Humans and dogs alike can show their love for this store — in a variety of T-shirts, sweatshirts, hats and bandanas. Johnna Devereaux offers this advice, “People love buying our shirts and sweatshirts because they are super-comfortable. Work with your local embroidery shop and have them order samples so you can decide which materials feel the best, and carry only those!” As to pricing, she says, “Because we are getting free advertising when people wear our branded items, we only charge a 25 percent markup.”

T-SHIRT COST: $13, SWEATSHIRT COST: $35, HAT COST: $12, BANDANA COST: $4.50, DOG T-SHIRT COST: $8 | SOURCE: Local embroidery and screen-printing shop


Crossbones Dog Academy

New training clients get their very own clicker to use, not only during class but when out and about practicing new skills. When hung from a wrist coil, they serve as walking advertisement for the business. Katherine Ostiguy says, “Branded clickers are worth the investment if your store offers positive dog training services.” She also sells them for $3.29.

COST: $1.15 | SOURCE: The Doggone Good Clicker Company

Cats Exclusive Veterinary Center

In their welcome packet, new patients get a three-step can lid with the clinic logo on it, and they also are available for $1.39 at the on-site store. Manager Amanda Bass says, “Carrying can lids when you sell dog and cat food is a must! Merchandise them near the canned foods as well as by the checkout stand.”
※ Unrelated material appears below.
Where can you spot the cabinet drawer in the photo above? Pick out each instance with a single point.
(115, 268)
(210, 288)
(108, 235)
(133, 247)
COST: $.049 | SOURCE: Pawprint Promotions

Animal Connection

Branded merchandise at this store features its tag line, “Bark Local.” Patricia Boden sells T-shirts, toys and magnets, but also gives them away — along with “Bark Local” and “Purr Local” buttons — at certain events and to valued customers. She even rewards those who wear the gear: “If I see someone wearing a pin or shirt, or a car with a magnet, they get a prize on the spot!”

SHIRT COST: $14 SALES PRICE: $20 SOURCE: VistaPrint | TOY COST: $9.50 SALES PRICE: $16.99 SOURCE: Hugglehounds | MAGNET COST: $1.50 SALES PRICE: $3 BUTTON COST: $0.44 SALES PRICE: $0 SOURCE: Sticker Mule


Wishbone Pet Care

Tammi Bui worked with an Etsy artist to create a custom, hand-painted dog collar with brand colors and logo. She sells them for $22.99, but also gives them as gifts to her most loyal customers.


Yuppy Puppy

Jessica Cooke says, “I smack my logo on anything I can!” Some items she gives away, such as bandanas to new grooming clients, but uses others as incentives. Customers who book a 30-day play-camp package for $515 get a free towel they can use on Splash Days, and those who buy a filled treat jar for $6 can refill it for $3. “We also use these in our donation gift baskets, with a note telling them to keep the jar and come see us for a refill!”